Black and Latino Americans are only slightly more likely to use ride-hailing services than white Americans, according to a new Pew survey about the sharing economy published on Thursday.
In the survey, which included 4,787 Americans, 15% black respondents and 18% of Latino respondents said they had used ride-hailing apps like Uber and Lyft, compared to 13% of white respondents.
Taxis have a long-standing and well-known discrimination problem. “Even in our ‘post-racial society,’ one of the realities of being a brother is that hailing a cab is a nearly impossible task,” wrote one Washington Post contributor in an op-ed opposing regulations against Uber. “Uber increases the quality of life for those of us who are regularly dissed by taxi drivers,” he argued.
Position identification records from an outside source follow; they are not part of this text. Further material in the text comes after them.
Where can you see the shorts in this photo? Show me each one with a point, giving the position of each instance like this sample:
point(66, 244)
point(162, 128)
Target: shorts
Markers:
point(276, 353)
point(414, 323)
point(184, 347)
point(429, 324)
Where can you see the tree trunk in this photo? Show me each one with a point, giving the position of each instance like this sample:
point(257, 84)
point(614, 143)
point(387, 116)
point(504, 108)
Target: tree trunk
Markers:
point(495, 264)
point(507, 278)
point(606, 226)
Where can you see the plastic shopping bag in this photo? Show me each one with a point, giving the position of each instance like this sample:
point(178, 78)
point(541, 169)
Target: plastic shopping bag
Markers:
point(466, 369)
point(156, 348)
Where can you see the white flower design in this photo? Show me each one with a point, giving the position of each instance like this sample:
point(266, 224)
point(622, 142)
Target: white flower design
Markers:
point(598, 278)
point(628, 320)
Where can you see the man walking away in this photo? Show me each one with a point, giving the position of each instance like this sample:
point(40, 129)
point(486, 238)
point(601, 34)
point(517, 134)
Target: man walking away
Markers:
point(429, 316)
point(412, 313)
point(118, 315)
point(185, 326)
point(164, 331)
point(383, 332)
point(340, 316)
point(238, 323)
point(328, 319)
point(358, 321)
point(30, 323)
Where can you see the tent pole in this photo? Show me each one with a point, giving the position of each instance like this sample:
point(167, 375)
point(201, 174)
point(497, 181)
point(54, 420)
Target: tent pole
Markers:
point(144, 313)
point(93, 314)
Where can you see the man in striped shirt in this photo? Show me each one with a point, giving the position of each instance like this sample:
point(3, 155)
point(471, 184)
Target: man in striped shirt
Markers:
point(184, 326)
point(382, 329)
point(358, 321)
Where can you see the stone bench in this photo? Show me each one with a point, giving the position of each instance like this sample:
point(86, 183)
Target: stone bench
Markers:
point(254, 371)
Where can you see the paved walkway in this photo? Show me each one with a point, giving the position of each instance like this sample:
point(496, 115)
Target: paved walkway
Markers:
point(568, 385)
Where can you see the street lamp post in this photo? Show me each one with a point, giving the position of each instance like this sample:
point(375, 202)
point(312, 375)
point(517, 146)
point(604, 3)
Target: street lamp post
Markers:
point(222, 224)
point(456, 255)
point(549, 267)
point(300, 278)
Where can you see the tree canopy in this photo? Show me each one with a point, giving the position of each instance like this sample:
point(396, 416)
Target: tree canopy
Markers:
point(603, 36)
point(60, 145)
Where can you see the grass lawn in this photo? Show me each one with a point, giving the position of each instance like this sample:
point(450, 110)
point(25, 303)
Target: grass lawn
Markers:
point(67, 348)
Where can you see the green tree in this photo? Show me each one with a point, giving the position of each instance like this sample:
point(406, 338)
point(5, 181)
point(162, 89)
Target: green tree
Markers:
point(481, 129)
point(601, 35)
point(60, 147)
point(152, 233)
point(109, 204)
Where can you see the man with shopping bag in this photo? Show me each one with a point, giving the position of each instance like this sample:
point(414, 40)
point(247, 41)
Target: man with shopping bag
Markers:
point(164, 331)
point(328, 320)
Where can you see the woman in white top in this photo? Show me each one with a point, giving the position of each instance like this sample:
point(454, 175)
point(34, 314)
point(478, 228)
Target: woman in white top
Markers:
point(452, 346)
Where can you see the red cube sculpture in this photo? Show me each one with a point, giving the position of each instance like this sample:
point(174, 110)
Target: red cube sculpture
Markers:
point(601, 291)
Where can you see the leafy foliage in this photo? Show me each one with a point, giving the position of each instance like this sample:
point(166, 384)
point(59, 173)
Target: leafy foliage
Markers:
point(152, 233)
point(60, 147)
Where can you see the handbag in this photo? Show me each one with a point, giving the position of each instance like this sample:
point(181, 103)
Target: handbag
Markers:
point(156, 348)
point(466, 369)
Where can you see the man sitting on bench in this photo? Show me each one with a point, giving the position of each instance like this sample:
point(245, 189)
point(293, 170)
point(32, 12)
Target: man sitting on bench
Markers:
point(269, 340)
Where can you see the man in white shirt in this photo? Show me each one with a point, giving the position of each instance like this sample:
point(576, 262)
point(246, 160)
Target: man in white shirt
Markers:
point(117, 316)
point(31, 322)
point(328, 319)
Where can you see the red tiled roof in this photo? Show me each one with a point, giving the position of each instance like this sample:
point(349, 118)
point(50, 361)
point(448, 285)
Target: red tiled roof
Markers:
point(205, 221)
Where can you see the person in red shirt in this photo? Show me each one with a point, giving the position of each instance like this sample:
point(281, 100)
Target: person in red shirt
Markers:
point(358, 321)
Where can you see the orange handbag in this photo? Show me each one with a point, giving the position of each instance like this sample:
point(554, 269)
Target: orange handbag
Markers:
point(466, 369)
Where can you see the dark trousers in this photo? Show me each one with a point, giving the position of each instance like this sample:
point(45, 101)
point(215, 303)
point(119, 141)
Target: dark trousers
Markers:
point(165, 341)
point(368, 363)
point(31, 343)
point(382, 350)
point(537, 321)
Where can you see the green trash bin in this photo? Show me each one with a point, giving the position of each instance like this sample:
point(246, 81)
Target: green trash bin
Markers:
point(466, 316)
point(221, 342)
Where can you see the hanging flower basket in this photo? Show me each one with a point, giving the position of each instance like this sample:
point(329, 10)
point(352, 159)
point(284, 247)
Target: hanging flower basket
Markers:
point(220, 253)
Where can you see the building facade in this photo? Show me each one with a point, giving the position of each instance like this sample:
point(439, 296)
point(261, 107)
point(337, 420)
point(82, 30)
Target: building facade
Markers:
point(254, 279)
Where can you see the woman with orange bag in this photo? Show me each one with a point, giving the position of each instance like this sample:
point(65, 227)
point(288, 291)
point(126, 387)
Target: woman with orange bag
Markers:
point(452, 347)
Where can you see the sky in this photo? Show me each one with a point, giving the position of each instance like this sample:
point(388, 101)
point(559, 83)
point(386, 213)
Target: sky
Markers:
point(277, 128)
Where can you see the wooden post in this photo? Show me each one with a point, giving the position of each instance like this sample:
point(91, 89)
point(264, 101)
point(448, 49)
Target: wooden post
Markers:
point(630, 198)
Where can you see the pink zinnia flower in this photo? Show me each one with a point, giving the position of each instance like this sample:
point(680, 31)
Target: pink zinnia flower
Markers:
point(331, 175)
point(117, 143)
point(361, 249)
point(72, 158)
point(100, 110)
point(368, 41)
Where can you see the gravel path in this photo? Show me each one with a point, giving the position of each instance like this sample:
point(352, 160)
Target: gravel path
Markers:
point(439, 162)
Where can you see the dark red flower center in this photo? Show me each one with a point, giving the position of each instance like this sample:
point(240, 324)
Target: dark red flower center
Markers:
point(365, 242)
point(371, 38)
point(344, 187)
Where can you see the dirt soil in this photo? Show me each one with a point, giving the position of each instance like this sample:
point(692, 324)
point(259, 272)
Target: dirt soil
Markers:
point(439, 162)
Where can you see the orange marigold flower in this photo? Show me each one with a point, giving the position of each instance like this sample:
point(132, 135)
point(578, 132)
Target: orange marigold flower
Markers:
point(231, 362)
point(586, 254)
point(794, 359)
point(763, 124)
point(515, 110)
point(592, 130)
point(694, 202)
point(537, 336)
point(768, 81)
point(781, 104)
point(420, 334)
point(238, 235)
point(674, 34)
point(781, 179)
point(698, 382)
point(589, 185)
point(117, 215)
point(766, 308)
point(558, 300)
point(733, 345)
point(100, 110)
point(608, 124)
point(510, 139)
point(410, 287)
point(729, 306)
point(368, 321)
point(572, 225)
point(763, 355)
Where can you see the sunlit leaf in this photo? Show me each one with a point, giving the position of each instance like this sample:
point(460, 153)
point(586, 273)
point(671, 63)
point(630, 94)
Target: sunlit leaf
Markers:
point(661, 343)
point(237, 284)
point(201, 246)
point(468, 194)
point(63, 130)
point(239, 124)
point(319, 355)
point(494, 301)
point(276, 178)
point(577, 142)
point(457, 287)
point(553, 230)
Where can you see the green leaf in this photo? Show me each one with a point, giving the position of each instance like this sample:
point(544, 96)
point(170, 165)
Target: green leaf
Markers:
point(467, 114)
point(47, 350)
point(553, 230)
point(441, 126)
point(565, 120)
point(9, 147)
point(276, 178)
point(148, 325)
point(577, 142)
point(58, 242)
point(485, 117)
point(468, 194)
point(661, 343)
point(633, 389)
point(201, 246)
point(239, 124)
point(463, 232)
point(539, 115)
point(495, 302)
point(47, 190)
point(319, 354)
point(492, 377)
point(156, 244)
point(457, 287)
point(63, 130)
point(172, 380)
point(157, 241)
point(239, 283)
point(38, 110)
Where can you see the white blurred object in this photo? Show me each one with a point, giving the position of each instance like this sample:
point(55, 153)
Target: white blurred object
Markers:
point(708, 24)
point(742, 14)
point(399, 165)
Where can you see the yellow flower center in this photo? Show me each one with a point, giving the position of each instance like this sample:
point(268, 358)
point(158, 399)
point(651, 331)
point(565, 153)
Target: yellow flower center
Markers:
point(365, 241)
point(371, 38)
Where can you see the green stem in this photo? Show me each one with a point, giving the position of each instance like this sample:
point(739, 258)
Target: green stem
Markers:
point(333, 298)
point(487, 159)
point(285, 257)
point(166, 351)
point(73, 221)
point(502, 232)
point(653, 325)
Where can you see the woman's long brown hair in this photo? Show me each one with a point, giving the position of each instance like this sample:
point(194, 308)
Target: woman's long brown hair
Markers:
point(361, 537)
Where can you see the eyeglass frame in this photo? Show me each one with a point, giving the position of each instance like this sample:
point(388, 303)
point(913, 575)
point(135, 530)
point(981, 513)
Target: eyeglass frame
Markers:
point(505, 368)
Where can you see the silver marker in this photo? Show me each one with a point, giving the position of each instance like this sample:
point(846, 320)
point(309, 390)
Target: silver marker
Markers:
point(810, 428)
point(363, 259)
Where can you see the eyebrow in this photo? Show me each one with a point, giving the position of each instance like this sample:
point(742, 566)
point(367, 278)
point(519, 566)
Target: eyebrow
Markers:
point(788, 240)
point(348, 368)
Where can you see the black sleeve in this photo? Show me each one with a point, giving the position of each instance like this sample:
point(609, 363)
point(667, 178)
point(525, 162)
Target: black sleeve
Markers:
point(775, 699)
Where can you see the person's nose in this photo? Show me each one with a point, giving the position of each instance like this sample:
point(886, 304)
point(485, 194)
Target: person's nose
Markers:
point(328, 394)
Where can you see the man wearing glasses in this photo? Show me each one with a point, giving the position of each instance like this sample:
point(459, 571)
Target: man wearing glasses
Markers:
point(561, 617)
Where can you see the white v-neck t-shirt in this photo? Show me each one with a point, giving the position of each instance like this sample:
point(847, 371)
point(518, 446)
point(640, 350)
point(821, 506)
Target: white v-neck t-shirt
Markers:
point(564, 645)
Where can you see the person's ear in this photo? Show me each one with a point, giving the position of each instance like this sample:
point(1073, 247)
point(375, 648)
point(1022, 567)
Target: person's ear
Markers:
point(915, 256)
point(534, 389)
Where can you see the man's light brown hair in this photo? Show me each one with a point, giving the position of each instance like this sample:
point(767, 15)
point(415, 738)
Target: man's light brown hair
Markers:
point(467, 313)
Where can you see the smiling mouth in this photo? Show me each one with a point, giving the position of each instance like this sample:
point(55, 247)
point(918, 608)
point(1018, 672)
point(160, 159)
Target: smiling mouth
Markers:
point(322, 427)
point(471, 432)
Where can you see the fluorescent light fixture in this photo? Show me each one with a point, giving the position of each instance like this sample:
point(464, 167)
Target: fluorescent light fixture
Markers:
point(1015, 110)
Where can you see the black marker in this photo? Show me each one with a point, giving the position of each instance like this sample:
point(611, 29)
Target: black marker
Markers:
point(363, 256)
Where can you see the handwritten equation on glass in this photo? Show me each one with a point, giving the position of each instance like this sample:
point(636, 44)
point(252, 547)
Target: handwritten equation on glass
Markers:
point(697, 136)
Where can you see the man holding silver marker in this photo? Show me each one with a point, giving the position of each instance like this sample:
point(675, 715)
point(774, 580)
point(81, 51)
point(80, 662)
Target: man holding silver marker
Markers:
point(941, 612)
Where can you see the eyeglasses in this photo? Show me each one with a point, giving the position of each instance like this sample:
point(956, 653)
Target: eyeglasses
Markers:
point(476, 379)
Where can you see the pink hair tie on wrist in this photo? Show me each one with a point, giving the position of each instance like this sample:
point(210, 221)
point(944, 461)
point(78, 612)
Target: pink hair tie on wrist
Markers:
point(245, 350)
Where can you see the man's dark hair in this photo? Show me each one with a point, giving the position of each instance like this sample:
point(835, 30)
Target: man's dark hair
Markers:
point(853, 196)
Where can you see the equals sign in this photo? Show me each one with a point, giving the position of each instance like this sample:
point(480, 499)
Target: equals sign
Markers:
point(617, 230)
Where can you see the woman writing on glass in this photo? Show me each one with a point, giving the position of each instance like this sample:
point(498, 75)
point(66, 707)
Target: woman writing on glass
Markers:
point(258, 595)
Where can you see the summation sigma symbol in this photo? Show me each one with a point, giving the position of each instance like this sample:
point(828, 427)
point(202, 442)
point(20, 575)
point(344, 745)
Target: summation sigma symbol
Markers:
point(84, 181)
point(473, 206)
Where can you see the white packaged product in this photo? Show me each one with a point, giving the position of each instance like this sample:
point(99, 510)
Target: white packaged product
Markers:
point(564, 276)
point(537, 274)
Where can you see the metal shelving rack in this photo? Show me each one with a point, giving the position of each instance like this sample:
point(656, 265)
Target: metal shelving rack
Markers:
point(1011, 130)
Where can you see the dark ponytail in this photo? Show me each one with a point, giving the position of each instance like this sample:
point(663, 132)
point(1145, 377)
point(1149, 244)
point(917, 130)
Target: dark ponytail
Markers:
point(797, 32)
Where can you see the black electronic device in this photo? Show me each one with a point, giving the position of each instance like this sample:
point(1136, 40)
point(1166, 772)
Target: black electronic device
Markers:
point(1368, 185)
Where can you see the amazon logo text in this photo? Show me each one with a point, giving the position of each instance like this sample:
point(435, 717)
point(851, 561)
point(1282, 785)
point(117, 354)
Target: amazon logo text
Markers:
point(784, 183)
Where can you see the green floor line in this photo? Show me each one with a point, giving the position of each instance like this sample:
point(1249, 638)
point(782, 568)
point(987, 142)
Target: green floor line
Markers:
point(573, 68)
Even so, some have argued that the ride-hailing system can facilitate discrimination, by, for instance, allowing drivers to rate passengers, which can be influenced by implicit bias (or explicit racism, for that matter). Uber and Lyft drivers can also reject passengers for any reason, including their name or the neighborhood in which they live. One analysis found that Uber seems to offer better service in areas with more white people.
Fifty-four percent of ride-hailing users in the Pew study said they felt that ride-hailing is a good option for people who have trouble getting taxis to pick them up based on their race or appearance (9% said they didn’t agree with this statement and 37% said they weren’t sure). And about half of ride-hailing users agreed that the services visit neighborhoods that taxis don’t frequent.